Georgia is still the best program in college football, and the AP voters once again feel that way. 

After receiving just 35 of a possible 62 first-place votes after Week 5, Georgia received 50 votes Sunday. 


The Bulldogs don’t play another team currently ranked in the top 25 until November 11 against Ole Miss

It was only a matter of time before Notre Dame’s schedule became too much. 

And it doesn’t get any easier this week. 

Notre Dame’s CFP chances came to a crashing halt Saturday night in Louisville, their third straight game against a top 25 opponent. 

After back-to-back emotionally draining games against Ohio State and Duke, the Fighting Irish looked tired as a very good Louisville team outrushed Notre Dame 184-44. 

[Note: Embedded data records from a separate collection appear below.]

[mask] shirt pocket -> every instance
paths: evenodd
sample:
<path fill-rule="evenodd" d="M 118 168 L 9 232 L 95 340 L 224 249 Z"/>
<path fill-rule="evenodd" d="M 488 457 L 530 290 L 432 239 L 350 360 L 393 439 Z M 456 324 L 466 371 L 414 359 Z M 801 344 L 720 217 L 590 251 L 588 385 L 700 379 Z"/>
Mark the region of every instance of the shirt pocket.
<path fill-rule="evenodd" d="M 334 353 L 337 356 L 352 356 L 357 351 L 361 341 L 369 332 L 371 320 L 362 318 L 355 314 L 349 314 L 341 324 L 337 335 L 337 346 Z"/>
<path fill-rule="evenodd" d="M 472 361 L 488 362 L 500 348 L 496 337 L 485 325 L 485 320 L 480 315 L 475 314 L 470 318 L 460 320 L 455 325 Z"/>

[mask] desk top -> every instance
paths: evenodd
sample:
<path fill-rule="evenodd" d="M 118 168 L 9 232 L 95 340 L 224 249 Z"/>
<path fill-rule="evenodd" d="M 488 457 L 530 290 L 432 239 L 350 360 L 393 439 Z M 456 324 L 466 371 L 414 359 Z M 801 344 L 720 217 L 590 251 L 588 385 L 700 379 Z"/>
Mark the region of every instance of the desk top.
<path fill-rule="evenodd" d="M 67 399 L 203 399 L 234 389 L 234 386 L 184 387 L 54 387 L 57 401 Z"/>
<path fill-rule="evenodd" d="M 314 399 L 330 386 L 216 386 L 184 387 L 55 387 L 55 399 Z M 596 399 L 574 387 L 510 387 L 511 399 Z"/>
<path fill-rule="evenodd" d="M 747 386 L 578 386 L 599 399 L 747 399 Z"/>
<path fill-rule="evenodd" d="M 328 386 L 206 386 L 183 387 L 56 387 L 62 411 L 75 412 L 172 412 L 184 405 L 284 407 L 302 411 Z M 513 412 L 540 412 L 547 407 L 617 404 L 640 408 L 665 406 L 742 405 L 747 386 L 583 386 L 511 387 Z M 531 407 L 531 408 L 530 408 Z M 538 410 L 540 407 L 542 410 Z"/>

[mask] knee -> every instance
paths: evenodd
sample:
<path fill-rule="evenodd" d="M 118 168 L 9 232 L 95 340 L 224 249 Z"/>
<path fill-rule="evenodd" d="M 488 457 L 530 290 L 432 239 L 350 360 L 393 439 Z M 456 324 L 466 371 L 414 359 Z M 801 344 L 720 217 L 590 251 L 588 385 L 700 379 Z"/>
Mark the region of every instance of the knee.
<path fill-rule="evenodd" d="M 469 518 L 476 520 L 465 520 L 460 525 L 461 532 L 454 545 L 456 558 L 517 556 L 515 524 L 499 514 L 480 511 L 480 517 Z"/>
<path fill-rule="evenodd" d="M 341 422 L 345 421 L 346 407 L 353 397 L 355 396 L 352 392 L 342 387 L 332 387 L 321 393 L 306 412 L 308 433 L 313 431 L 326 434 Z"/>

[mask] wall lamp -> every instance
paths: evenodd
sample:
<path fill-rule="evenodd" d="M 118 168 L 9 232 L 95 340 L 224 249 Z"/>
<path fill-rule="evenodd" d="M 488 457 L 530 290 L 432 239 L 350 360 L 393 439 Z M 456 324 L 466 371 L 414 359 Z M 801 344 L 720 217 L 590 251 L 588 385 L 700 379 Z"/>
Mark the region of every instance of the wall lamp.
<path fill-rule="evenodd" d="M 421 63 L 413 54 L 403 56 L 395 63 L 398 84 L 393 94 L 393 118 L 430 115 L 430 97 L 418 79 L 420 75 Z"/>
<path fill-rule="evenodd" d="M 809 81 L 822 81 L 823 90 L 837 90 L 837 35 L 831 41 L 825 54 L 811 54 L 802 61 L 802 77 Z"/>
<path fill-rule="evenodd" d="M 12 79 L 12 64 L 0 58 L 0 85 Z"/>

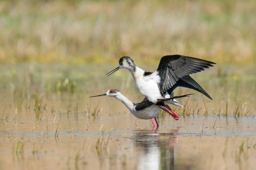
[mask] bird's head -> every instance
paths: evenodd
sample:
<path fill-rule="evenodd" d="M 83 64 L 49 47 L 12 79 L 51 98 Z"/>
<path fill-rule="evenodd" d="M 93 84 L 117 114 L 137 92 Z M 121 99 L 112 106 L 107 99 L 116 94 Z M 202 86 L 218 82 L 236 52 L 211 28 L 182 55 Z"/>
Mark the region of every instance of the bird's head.
<path fill-rule="evenodd" d="M 134 64 L 134 62 L 131 58 L 126 56 L 124 56 L 122 57 L 119 59 L 119 65 L 118 67 L 106 74 L 106 75 L 108 74 L 107 76 L 110 76 L 119 69 L 121 69 L 121 68 L 127 69 L 130 72 L 135 72 L 136 67 L 136 65 Z"/>
<path fill-rule="evenodd" d="M 102 96 L 103 95 L 106 95 L 110 96 L 111 97 L 115 97 L 118 94 L 121 94 L 121 92 L 118 90 L 115 89 L 111 89 L 107 90 L 106 93 L 100 94 L 99 95 L 94 95 L 93 96 L 90 96 L 89 97 L 98 97 L 98 96 Z"/>

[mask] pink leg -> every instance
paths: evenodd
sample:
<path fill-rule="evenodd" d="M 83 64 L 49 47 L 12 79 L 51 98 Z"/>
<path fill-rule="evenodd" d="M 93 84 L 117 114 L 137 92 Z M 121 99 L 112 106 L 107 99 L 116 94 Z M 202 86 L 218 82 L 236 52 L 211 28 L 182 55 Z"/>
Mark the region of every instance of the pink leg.
<path fill-rule="evenodd" d="M 179 115 L 177 115 L 177 114 L 176 114 L 176 113 L 175 113 L 175 112 L 174 112 L 174 111 L 173 110 L 172 110 L 172 109 L 171 109 L 171 107 L 170 107 L 170 106 L 168 106 L 167 105 L 165 105 L 165 106 L 166 107 L 166 108 L 167 108 L 169 110 L 170 110 L 170 111 L 171 111 L 171 112 L 172 113 L 173 113 L 173 114 L 174 114 L 174 115 L 175 115 L 176 116 L 176 117 L 179 117 Z"/>
<path fill-rule="evenodd" d="M 154 122 L 154 120 L 153 120 L 153 118 L 151 118 L 151 121 L 152 121 L 152 123 L 153 123 L 153 126 L 154 126 L 154 127 L 155 127 L 155 123 Z"/>
<path fill-rule="evenodd" d="M 161 106 L 158 106 L 158 107 L 159 107 L 159 108 L 160 108 L 161 109 L 164 110 L 166 112 L 167 112 L 175 120 L 178 120 L 179 119 L 179 116 L 177 116 L 176 115 L 174 115 L 171 112 L 169 111 L 169 110 L 167 110 L 166 109 L 165 107 L 162 107 Z"/>
<path fill-rule="evenodd" d="M 158 127 L 159 126 L 159 125 L 158 124 L 158 122 L 157 122 L 157 118 L 155 117 L 155 123 L 157 123 L 157 126 Z"/>

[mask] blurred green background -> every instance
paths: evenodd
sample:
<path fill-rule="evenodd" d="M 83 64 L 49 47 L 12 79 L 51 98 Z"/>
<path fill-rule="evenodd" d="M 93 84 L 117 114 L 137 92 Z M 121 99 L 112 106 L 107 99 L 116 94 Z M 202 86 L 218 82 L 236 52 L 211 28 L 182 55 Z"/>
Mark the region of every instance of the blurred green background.
<path fill-rule="evenodd" d="M 179 54 L 256 63 L 256 1 L 0 1 L 0 62 L 157 63 Z"/>

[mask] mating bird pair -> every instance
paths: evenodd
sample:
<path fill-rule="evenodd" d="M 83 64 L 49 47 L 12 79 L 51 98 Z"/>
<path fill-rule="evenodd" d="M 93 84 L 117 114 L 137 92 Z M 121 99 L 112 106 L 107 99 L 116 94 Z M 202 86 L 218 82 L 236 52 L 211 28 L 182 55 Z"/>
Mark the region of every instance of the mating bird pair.
<path fill-rule="evenodd" d="M 183 107 L 175 99 L 189 96 L 188 94 L 174 97 L 173 91 L 177 87 L 191 89 L 202 93 L 212 99 L 189 75 L 204 70 L 216 63 L 211 61 L 180 55 L 167 55 L 162 57 L 158 67 L 154 72 L 147 72 L 137 67 L 130 57 L 122 57 L 119 65 L 106 74 L 109 76 L 118 69 L 124 68 L 130 71 L 137 89 L 145 98 L 141 103 L 134 103 L 115 89 L 109 90 L 106 93 L 91 97 L 103 95 L 113 97 L 123 103 L 135 117 L 143 119 L 151 119 L 154 127 L 154 118 L 163 110 L 175 119 L 179 116 L 168 105 L 171 104 Z"/>

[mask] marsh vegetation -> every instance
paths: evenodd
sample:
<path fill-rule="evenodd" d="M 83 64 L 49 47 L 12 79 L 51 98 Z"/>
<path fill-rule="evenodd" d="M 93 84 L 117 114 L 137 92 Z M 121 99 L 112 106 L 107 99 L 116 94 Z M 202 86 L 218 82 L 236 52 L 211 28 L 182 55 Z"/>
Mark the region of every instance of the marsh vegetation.
<path fill-rule="evenodd" d="M 253 0 L 0 1 L 0 169 L 252 169 L 256 154 Z M 143 97 L 128 55 L 155 70 L 180 54 L 217 63 L 191 76 L 213 99 L 178 88 L 160 125 L 110 88 Z"/>

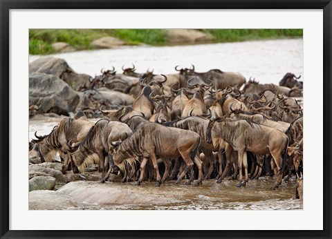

Marcus Freeman’s team allowed five sacks of quarterback Sam Hartman and turned the ball over five times. 

No. 10 USC and Caleb Williams roll into South Bend this week as Notre Dame looks to avoid a third loss. 

“You don’t have much time to feel sorry for yourself,” Freeman said. “I’m going to really count on our leaders to make sure our guys understand we have to learn from this game, and then we have to move forward and get ready for USC. We cannot sit here and mope and feel bad for ourselves. We have to move forward. This will be a true test of our leadership.”

The Fighting Irish also have a trip to Clemson on the schedule in November. 

In its final season before it collapses, the Pac-12 is absolutely loaded. 

After Week 6, the conference has seven teams ranked in the top 25 and three in the top 10. 

Let’s take a look at the remaining schedules for the undefeated Pac-12 teams

No. 7 Washington: No. 8 Oregon, Arizona State, Stanford, No. 10 USC, No. 16 Utah, No. 15 Oregon State, No. 19 Washington State

No. 8 Oregon: No. 7 Washington, No. 19 Washington State, No. 16 Utah, Cal, Arizona State, No. 15 Oregon State

No. 10 USC: No. 21 Notre Dame, No. 16 Utah, Cal, No. 7 Washington, No. 8 Oregon, No. 18 UCLA 

ESPN’s “College Gameday” will head to Seattle Saturday for the top 10 matchup between Oregon and Washington, and it’s doubtful it will be the last Pac-12 location of the season. 

And while the Pac-12 is arguably the best it’s ever been, there has to be at least some worry the conference will eat itself before the Pac-12 championship game and end its six-year CFP drought. 

The remaining schedules are brutal, and even the unranked teams are putting up a fight (see Arizona’s three-overtime loss to USC in Week 6).